Además de la llave del piso de arriba encontró un tarjetón perfumado en el que estaba escrito: "Te amo (le odio, le odio), te amo", con la inconfundible caligrafía de Romerales, psicoanalista a sueldo de Nonona. Abandonó el folleto de Harvard junto a la misiva, se puso la bata para la incursión al temible territorio y subió las es caleras con el sigilo y la gallardía de un cazador de panteras. Nada más cerrar la puerta encendió las luces, que le deslumbraron, aunque no tanto como le sobresaltó el abigarramiento de los dos primeros salones.Prácticamente era imposible moverse por aquel almacén de objetos y muebles relucientes, sin estrenar. Hacía un año, quizá dos, que Hernando no entraba allí. Tuvo que sentarse en una butaca egipcia, de la segunda dinastía tebana, y cerrar los ojos. Desde un par de medias de cristal, sustraídas en su adolescencia de una mercería de barrio, Nonona había reunido un museo de productos de la industria, el comercio y la artes. ¿Cómo podía ella sola apropiarse de, por ejemplo, aquel rifle, aquel bargueño, aquel falso Murillo, aquella columna de seis altavoces, aquella lámpara de cristal y bronce, aquella alfombra turca de seda, la propia butaca lotiforme en la que Hernando se sentaba? ¿Cuántos siglos de cárcel, de acuerdo con la ley humana, y cuántos milenios de fuego, de acuerdo con la divina, merecía aquella acumulación? ¿Quién, además del inepto de Romerales, colaboraba en la descomunal cleptomanía de Nonona? Hernando huyó a trompicones, tirando del ronzal de su conciencia.Siempre en el borde, como la más decorativa moldura de la cama, Nonona continuaba dormida. Cayendo otra vez de hinojos, Hernando besó los pies de la durmiente, y sólo cuando se comprometió consigo mismo a parlamentar sin demora con Nonona logró, conciliar el sueño. A la hora del desayuno, con el retraso habitual y el esplendor acostumbrado, Nonona se sentó frente a Hernando, en el momento en que Hernando había decidido aplazar hasta la cena la trascendental conversación.

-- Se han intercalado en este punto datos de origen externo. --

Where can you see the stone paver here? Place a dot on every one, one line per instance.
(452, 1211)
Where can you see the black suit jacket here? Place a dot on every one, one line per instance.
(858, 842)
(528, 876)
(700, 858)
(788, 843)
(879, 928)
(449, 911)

-Ya he visto, cariño, por cómo has dejado el dormitorio, que anoche tuviste una de esas crisis tuyas. Te estás destrozando, amor mío. ¿Reconoces que esa gente de Harvard, además de carísima, ha resultado ser tan inútil como Romerales? Me gustaría sacarte del apuro, te lo prometo, pero en cuestión de remordimientos yo es que para nada.
-Anoche -dijo Hernando con ronca entonación-, después de descerrajarte el tocador, estuve en el piso de arriba.
-Cómo lo siento, hijo, porque lo de arriba está imposible. Si me lo hubieses avisado habría tratado de arreglar un poco ese rastro. Tú mismo habrás comprobado que ya no cabe ni un alfiler de brillantes.
-¡Nonona! -exclamó Hernando-, un poco de pudor...
-Hernando, yo no soy una ladrona -exclamó Nonona- A mí lo que me ocurre es que me Paso el día sola, que estoy más sola que la zona bancaria un sábado por la tarde. Sí, sí, ya sé que me dedicas todos tus ratos libres. Pero, Hernando, cielo mío, y no es que yo quiera darte el día ya desde por la mañana, ¿por qué no admites que, a tu edad y en tu posición, si un hombre para multiplicar su dinero necesita trabajar 10 horas diarias es un fracasado? No busques en mí la causa de tus congojas, sino en ese algo, misterioso e indecible, que tú y yo no compartimos. Y, por favor, procura venir pronto a cenar, ingrato, que en cuanto cierran las tiendas me desespero de aburrimiento.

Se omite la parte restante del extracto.